Texte publié sur Poezibao.

Quatre livres (deux romans dont une trilogie, un essai historique, un poème épique) sur le climat, presque anciens, déjà, au train où vont les choses, le premier étant paru en 2006, pour un exercice de partage et d’admiration. Beaucoup d’écrivains lisent pour écrire, pour poser leur propre voix. C’est aussi mon cas. Dans mes livres, je cite et paraphrase, et ma propre écriture est intimement mêlée à la parole des autres (1). À plus forte raison lorsqu’il s’agit d’un domaine aussi difficile, aussi contre-intuitif que le climat. Mais cette fois-ci, cela ne s’est pas passé comme les précédentes: il m’a semblé plus urgent d’écrire sur ce que j’avais lu, et participer à le faire connaitre, que de rebondir sur un texte qui me soit personnel. Dans ce travail, je n’ai pas recherché l’exhaustivité, impossible d’ailleurs tant la climatic fiction ou CliFi est aujourd’hui foisonnante (2), ni même la représentativité dans le choix des livres, fruit du hasard des rencontres. Mes lectures sur le sujet ont été plus larges, mais je n’ai pas gardé de mémoire précise de mes évitements ni de mes déceptions, sinon que je ne recherchais pas de récits apocalyptiques en tant que tels, et que la plupart des poèmes que j’ai lus ou entendus sur le sujet m’ont paru limités, ne proposant rien de plus qu’un cri. Cet article est donc un dialogue avec des textes qui m’ont attiré, nourri, armé, et m’ont paru pouvoir procurer à beaucoup d’autres les mêmes bienfaits. Une promenade, invitant le lecteur à revenir aux livres eux-mêmes.

 

Dans la lumière

Montée de l’anxiété climatique chez les jeunes urbains, remous autour de projets fiscaux prétendument écologiques, longues parenthèses négationnistes et manipulatrices de foules aux USA, ou au Brésil. En Europe et en France, risques de clivage entre urbains et ruraux, classes moyennes et populaires, riches manipulant les pauvres, tentation de repli, chacun sur sa culture de classe. Tout cela me renvoie à Dans la lumière, un roman de Barbara Kingsolver (3), rencontré par hasard il y a peut-être huit ans, et qui depuis, habite au fond de ma mémoire.

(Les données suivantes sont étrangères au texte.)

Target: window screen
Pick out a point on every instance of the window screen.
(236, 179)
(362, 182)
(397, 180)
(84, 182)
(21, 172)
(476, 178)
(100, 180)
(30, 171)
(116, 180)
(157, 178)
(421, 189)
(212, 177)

Ce livre croise, d’une part, un accident écologique fictif mais vraisemblable: un énorme vol de papillons monarques délaisse ses quartiers d’hiver habituels au Mexique, se déroute vers les Appalaches sans autre issue qu’y mourir, et d’autre part, le trajet d’émancipation, voire de conversion, d’une femme. Della vit dans une petite ville sinistrée, vite et mal mariée, trop vite mère, prise au piège.

Emboitement des situations. Le macrocosme: changement climatique, crise économique, dérive des papillons. Le local: une société rurale close sur elle-même, quoique non sans réflexivité, y compris sur le plan environnemental, mais dont l’économie dépend largement de l’exploitation des ressources naturelles. Le versant forestier où les papillons ont trouvé refuge doit être exploité, il en va de la survie d’une famille. Le massacre annoncé interroge les gens du cru. Les gens venus d’ailleurs, scientifiques, militants, illuminés de toute écaille, se réfèrent à la grille de lecture plus abstraite du dérèglement climatique. Della est le moteur de rencontres improbables. Embauchée comme assistante des entomologistes, elle se déplace d’un compartiment à l’autre. C’est pour elle l’occasion de changer, libérant d’abord ses sentiments, avant d’élargir ses capacités d’appréhender le monde et de comprendre peu à peu ce qu’elle veut pour elle-même.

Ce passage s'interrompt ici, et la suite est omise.